Os conhecimentos ancestrais, muitas vezes transmitidos de geração em geração, são desvalorizados em uma sociedade que enfatiza o avanço tecnológico e científico. Saber medir o tempo sem um relógio, compreender as necessidades do corpo sem uma consulta médica ou interpretar os sinais da natureza são formas de conhecimento que carregam um entendimento profundo sobre a relação entre o ser humano e seu ambiente. Esses saberes, contudo, são frequentemente ignorados ou apagados.
A construção de políticas públicas reflete esse embate entre o individual e o coletivo. Muitas vezes, há a crença de que a responsabilidade por essas políticas recai exclusivamente sobre governos e instituições. No entanto, é essencial reconhecer o papel ativo de cada cidadão na formulação e implementação dessas iniciativas. Participar ativamente das decisões políticas é um exercício de cidadania que fortalece a coletividade e reafirma a importância de considerar a diversidade de experiências e perspectivas.

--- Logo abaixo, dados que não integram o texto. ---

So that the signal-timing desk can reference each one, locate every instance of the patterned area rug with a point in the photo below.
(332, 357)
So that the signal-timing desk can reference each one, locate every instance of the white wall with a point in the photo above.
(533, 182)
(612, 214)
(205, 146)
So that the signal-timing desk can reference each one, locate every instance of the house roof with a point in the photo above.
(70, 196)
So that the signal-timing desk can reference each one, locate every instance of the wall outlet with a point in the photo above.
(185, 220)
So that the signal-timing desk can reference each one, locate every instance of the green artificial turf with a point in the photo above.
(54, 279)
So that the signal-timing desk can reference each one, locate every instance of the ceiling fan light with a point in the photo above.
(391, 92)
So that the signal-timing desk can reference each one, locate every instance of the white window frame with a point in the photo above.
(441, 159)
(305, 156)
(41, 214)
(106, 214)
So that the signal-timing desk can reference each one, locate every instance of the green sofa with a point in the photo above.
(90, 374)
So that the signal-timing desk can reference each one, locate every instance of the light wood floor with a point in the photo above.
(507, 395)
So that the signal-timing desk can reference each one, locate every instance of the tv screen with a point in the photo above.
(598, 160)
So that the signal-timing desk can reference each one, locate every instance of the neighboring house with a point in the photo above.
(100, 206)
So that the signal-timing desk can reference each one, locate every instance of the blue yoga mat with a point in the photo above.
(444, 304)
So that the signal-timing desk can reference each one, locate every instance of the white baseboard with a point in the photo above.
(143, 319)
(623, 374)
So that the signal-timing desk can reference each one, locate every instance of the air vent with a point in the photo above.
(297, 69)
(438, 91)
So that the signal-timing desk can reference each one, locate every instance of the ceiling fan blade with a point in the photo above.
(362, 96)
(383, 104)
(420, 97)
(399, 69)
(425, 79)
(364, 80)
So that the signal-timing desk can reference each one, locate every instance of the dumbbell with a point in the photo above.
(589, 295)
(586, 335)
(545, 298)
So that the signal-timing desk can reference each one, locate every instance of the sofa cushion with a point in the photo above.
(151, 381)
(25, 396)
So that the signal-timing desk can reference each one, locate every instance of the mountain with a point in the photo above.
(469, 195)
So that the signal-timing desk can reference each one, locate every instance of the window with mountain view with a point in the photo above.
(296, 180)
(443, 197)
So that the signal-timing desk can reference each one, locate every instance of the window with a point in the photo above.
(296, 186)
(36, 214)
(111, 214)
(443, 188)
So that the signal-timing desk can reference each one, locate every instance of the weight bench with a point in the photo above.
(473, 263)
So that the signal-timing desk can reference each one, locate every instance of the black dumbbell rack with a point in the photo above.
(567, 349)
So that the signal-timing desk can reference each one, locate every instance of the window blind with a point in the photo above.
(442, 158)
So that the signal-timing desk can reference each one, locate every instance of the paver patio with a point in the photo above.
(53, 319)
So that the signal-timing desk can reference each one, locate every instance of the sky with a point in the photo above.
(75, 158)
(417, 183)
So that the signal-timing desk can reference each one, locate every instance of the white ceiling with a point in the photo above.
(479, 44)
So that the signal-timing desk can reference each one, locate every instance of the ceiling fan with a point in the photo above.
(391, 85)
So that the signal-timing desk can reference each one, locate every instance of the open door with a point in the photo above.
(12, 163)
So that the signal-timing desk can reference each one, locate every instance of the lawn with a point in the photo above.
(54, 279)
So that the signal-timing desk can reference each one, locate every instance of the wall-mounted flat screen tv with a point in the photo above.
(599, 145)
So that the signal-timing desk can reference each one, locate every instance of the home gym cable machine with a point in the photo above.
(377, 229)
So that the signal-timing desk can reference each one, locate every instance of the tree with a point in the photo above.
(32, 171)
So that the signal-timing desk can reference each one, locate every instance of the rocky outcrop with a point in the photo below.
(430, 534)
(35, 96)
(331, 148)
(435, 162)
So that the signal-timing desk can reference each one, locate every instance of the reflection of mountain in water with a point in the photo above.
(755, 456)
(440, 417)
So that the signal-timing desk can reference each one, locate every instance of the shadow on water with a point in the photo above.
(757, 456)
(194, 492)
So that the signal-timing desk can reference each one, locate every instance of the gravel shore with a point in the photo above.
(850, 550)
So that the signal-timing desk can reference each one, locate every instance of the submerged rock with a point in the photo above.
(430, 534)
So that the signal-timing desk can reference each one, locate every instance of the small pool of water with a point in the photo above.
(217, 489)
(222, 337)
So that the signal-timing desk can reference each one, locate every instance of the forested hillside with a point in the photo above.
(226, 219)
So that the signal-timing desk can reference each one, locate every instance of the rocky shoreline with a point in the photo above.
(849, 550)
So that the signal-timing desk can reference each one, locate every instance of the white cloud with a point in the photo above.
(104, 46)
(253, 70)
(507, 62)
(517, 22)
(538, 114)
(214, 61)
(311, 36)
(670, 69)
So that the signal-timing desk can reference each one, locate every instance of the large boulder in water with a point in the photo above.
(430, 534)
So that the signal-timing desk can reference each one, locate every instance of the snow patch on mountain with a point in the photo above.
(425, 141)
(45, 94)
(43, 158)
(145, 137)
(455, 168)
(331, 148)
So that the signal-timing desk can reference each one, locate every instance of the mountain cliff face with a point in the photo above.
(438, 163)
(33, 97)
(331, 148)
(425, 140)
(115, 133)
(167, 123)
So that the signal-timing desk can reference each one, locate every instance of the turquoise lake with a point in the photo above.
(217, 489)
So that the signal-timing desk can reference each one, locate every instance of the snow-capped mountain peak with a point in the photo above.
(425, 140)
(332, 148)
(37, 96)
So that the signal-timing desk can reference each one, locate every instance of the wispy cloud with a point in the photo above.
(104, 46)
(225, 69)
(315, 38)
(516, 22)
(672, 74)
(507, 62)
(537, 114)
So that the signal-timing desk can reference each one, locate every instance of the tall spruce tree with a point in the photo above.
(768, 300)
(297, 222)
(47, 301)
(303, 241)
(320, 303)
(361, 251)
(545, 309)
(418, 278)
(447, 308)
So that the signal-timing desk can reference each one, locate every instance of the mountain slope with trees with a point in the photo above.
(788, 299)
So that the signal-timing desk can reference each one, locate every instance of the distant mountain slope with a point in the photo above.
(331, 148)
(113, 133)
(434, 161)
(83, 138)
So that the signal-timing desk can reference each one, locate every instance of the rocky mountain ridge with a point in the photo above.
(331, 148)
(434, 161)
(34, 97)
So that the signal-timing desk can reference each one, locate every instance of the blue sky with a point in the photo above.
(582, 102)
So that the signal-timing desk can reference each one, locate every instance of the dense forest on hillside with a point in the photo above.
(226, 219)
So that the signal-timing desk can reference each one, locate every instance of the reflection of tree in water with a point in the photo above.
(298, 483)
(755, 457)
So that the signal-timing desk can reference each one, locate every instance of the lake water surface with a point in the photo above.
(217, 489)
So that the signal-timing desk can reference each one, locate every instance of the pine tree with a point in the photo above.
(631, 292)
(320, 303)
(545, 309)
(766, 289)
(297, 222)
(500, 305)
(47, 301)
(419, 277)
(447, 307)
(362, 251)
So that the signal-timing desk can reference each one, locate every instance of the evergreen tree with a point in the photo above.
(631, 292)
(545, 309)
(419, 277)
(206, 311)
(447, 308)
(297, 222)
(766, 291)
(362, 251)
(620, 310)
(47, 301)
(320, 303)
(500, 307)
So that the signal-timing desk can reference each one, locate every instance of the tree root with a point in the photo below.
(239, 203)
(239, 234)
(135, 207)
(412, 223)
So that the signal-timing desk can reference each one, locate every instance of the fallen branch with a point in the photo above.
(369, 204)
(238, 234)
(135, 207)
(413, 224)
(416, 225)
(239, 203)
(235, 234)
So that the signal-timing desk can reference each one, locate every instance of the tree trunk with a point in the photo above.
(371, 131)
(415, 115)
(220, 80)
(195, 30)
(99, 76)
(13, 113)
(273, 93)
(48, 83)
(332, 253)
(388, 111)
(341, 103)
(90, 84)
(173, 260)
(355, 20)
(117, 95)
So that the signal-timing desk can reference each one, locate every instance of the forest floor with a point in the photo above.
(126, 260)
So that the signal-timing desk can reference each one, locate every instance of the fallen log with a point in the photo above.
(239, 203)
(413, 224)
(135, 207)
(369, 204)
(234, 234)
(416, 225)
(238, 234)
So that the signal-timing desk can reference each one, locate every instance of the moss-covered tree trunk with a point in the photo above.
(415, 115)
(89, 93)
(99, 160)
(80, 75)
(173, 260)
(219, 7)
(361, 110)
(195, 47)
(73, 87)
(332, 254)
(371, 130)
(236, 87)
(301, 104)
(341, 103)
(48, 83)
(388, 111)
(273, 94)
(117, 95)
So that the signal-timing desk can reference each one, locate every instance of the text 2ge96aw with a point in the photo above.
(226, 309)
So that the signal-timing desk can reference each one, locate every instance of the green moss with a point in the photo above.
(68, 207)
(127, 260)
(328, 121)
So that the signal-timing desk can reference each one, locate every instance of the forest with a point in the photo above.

Compreender que somos fruto do meio em que vivemos conduz a uma reflexão essencial: as atitudes e comportamentos individuais refletem o contexto social em que estão inseridos. Esse entendimento leva a um princípio ético fundamental: o que é bom para mim pode não ser bom para o outro. Respeitar a dignidade humana significa, portanto, reconhecer e valorizar diferentes realidades e necessidades, sem impor uma visão única de mundo.
Hierarquias e títulos frequentemente obscurecem o reconhecimento da dignidade humana, criando barreiras artificiais entre as pessoas. No entanto, ao compartilhar espaços de escuta e reflexão, percebemos que, independentemente de nossa posição social, todos habitamos o mesmo mundo e enfrentamos desafios semelhantes. A empatia nasce dessa percepção e se fortalece na medida em que reconhecemos a humanidade do outro como um reflexo da nossa própria.
O aprendizado proporcionado por esses encontros ultrapassa o mero acúmulo de conhecimento teórico. Ele se manifesta na transformação pessoal que ocorre ao nos reconhecermos no outro e ao percebermos a necessidade de agir. Posicionar-se, falar, validar a história do outro são atos políticos e éticos que reafirmam a dignidade humana como um valor inegociável. Cada encontro, cada roda de conversa e cada experiência compartilhada nos lembram da urgência de construir um mundo mais justo, no qual a voz de cada indivíduo seja ouvida e respeitada.
Nota: O artigo expressa a visão individual do autor e faz parte de uma série de vozes que vêm contribuindo com o projeto.